- Location: Ngar Shan, Chaung-U Township, Sagaing Region, Myanmar
- Date: August 30, 2022
- Deaths: 7
- Perpetrators: Ngar Shan village security team Naing Myo Zaw; Zaw Win Naing; Myat Thura; Naung Naung;
- Motive: Suspected junta spies

= Ngar Shan killings =

2022 killings in Sagaing Region, Myanmar

On August 29, 2022, a local group of People's Defence Force-aligned (PDF) militants led by Naing Myo Zaw arrested and killed seven teenage civilians in Ngar Shan, Chaung-U Township, Sagaing Region, Myanmar. The killings prompted outrage on Burmese social media when they came to light in February 2023, and the perpetrators were arrested by the Pa La Pha, a branch of the PDF.

== Background ==
In February 2021, the Tatmadaw launched a coup against Burmese president Aung San Suu Kyi, installing a military junta. This immediately led to a rebellion by various ethnic armed organizations across the country, many of whom had been waging a low-level insurgency against the government since the 1940s. Many civilians protested against the military in major cities like Yangon and Mandalay, but by March rural civilians formed local militias called the People's Defence Force (PDF), in support of the deposed National Unity Government of Myanmar.

The PDF are widespread throughout the country, and there are township-based and village-based groups of PDF. These groups often work in conjunction with local militias to fight the junta. In August 2022, Naing Myo Zaw was the head of the Ngar Shan village militia.

== Killings ==
On August 29, 2022, Zaw arrested seven civilians in Ngar Shan that he suspected of spying for the junta. The detainees were Myint Mo Aye, 15, Phyu Chit, 17, San San Nge, 19, Zin Zin Maw, 20, Aung Ko San, 15, Thet Paing Oo, 16, and Kayin, 26. The teenagers had entered homes in the village and were scrounging for iron and scrap metal, so villagers reported them to Zaw. The head of the Chaung-U township PDF, Ko Zarni Thein, said that Zaw's group didn't comply with higher-level orders from the township to interrogate the teenagers. Zaw and his men, Zaw Win Naing, Myat Thura, and Naung Naung, confessed to Thein that they had raped the girls and killed the seven teenagers on August 30. The township's PDF arrested Zaw and his men on August 31, and transferred them to the PDF security team Pa La Pha in September.
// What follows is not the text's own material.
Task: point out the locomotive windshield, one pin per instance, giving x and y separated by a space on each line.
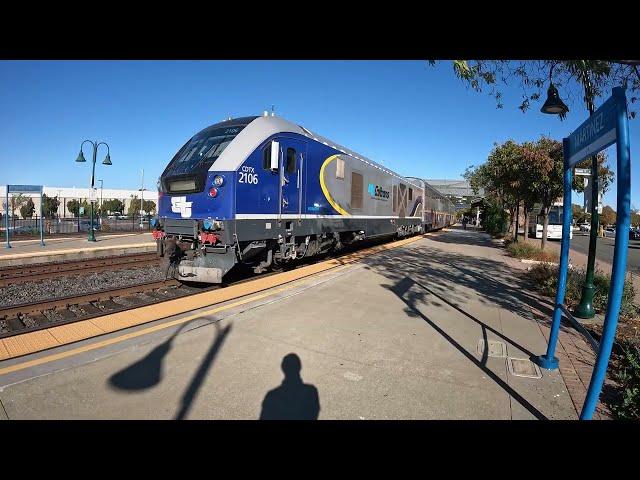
199 153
News of the killings didn't reach Burmese media until February 2023, when photos of the crime were released. The killings caused outrage on Burmese media, with political analysts saying that the killings incentivized junta soldiers to continue their own extrajudicial killings of civilians suspected of being PDF informants. Zaw and his men were arrested by the PDF in February. The NUG released a statement condemning the killings on May 4. The killings are the only known extrajudicial mass killing perpetrated by the PDF or PDF-aligned militants since the start of the civil war.

Zaw escaped PDF detention during a prisoner transport between Pakokku and Chaung-U on July 23, 2023. He was still on the loose as of August 2023. His three compatriots remained in PDF detention.